Disamping itu juga, terdapat lahan konsesi untuk bisnis sarana pariwisata alam berupa resort atau hotel, restaurant, sarana transportasi, office park diatas lahan seluas 22,1 ha. Zona pemanfaatan Loh Buaya dikelola oleh PT Segara Komodo Lestari (SKL) dengan total nilai proyek 69 miliyar.
Sama seperti halnya PT Komodo Wildlife Ecotourism (KWE), memiliki ijin usaha bisnis pariwisata di Loh Liang Pulau Komodo dan Pulau Padar. Di Pulau Komodo, akan digunakan untuk wisata kelas super premium dengan tarif masuk sistem keanggotaan sebesar 1000 USD atau setara dengan 14 juta rupiah per wisatawan.

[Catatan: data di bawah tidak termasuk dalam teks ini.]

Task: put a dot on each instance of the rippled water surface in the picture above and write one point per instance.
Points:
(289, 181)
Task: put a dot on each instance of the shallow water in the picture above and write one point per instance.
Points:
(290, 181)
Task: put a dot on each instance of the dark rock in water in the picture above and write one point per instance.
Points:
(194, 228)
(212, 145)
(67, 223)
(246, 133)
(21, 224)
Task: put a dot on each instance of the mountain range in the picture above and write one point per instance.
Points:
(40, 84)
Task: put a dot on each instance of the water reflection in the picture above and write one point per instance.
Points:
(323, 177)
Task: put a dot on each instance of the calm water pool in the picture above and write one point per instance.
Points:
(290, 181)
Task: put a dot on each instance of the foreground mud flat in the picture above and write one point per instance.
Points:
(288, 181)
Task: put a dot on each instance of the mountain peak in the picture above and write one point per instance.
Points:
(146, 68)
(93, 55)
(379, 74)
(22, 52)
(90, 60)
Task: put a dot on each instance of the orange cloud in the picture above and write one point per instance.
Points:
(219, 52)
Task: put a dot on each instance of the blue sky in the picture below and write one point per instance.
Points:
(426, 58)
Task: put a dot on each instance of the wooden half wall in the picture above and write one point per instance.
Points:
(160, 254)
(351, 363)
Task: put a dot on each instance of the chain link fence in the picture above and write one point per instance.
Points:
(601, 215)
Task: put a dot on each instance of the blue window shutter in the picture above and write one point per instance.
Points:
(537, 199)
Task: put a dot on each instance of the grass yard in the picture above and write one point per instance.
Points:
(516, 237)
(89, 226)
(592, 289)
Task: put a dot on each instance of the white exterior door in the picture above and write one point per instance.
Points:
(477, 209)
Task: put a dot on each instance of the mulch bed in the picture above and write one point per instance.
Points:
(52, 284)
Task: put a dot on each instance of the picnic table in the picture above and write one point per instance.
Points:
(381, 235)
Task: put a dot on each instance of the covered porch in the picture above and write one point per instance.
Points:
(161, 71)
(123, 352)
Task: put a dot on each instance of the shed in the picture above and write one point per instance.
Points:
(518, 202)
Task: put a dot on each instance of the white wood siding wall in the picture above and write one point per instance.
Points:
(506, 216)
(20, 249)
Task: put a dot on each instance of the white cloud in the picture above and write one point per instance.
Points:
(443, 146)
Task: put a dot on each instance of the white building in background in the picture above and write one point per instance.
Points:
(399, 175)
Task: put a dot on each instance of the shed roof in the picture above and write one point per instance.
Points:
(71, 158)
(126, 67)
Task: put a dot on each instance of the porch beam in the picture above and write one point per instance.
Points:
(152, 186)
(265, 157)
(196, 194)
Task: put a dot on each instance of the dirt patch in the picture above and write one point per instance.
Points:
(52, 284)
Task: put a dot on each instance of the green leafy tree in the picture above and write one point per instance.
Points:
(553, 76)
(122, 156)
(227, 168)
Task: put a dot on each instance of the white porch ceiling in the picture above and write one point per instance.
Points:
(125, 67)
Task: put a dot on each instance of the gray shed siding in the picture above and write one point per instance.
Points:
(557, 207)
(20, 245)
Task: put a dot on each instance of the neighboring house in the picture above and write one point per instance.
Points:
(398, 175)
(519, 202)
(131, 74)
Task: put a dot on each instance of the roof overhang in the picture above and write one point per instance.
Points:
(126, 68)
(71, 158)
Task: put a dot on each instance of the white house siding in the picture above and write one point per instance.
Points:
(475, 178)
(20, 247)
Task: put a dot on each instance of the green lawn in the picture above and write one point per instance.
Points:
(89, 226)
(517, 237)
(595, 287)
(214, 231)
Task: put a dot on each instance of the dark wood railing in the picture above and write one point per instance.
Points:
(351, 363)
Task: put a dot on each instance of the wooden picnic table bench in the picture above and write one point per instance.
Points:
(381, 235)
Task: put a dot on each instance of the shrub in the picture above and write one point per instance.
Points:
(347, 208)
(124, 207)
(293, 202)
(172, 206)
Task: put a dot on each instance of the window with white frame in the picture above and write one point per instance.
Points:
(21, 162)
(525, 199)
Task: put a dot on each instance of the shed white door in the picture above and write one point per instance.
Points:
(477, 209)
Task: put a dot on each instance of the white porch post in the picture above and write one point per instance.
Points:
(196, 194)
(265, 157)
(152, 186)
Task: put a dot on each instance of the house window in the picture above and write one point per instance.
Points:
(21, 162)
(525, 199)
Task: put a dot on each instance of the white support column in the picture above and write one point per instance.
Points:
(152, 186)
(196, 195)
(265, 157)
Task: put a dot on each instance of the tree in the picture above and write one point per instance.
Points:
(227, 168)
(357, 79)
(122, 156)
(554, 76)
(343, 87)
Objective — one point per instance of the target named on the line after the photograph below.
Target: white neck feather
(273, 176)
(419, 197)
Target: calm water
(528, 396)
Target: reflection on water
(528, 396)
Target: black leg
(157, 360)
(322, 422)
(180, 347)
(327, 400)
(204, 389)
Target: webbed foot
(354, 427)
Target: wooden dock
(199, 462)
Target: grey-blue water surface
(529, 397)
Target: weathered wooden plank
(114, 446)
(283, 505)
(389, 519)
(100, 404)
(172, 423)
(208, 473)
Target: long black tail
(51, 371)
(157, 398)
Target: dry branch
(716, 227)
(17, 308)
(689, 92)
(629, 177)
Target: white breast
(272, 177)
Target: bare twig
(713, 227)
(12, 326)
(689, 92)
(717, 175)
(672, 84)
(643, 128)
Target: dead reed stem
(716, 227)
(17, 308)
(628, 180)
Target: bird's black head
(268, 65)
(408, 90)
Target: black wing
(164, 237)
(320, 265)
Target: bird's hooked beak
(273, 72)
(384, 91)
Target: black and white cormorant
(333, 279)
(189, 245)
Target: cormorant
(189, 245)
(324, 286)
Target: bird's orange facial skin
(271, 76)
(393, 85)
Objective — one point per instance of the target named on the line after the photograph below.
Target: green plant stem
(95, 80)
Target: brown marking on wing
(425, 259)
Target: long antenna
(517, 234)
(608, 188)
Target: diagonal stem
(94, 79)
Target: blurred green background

Di Pulau Komodo, PT KWE bermitra dengan PT Flobamora miliki BUMD yang akan membangun fasilitas rest area, villa, restoran dan penginapan staff diatas lahan seluas 151,94 ha. Pulau Padar, atas dasar dari ijin investasi di tahun 2015, PT KWE menerima konsesi lahan seluas 274,13 ha yang akan dibangun falilitas rest area dan dermaga kelas premium.
Pulau Tatawa ijin pengelolaan usaha wisata diberikan kepada PT Synergindo Niagatama diatas lahan seluas 17 ha. Bergeser ke sisi tenggara TNK, terdapat Pulau Muang di dekat Gili Mori. Rencananya pemerintah akan mengeluarkan atau mengubah pulau tersebut dari kawasan konservasi TNK.
Pulau Muang akan dibangun hotel berbintang lima dan convention center untuk persiapan KTT G-20 tahun 2023. Pulau dengan luas lahan 560 ha tersebut dinamakan sebagai kawasan ekonomi khusus (KEK) Indonesia.
Pada tahun 2018, PT KWE dan PT SKL atas pertimbangan dan keputusan Dirjen KSDAE statusnya menjadi status quo. Perusahaan-perusahaan tersebut menerima ijin usaha yang disebut IUPSWA (Ijin Usaha Penyedia Sarana Wisata Alam) dengan jangka waktu 55 tahun. IUPSWA dapat diperuntukan untuk usaha sarana wisata tirta, usaha sarana akomodasi, usaha sarana wisata pertualangan, usaha sarana transportasi.
Resolusi
Bagaimanapun situasi politik dan ekonomi saat ini, penduduk desa dalam kawasan dan pelaku wisata tidak lagi diuntungkan secara insentif ekonomi. Kebijakan pemerintah tentang destinasi wisata super premium alih-alih akan menyejahterakan ekonomi rakyat, justru memunculkan ketimpangan akses ke sumber daya pariwisata.
Selama periodisasi ijin usaha, pengelolaan Taman Nasional Komodo selalu mengalami pola peraturan yang berbeda-beda dan relasi kekuasaan yang berganti. Hal tersebut menunjukan pasang surut perubahan akses yang dialami oleh penduduk desa dalam kawasan TNK.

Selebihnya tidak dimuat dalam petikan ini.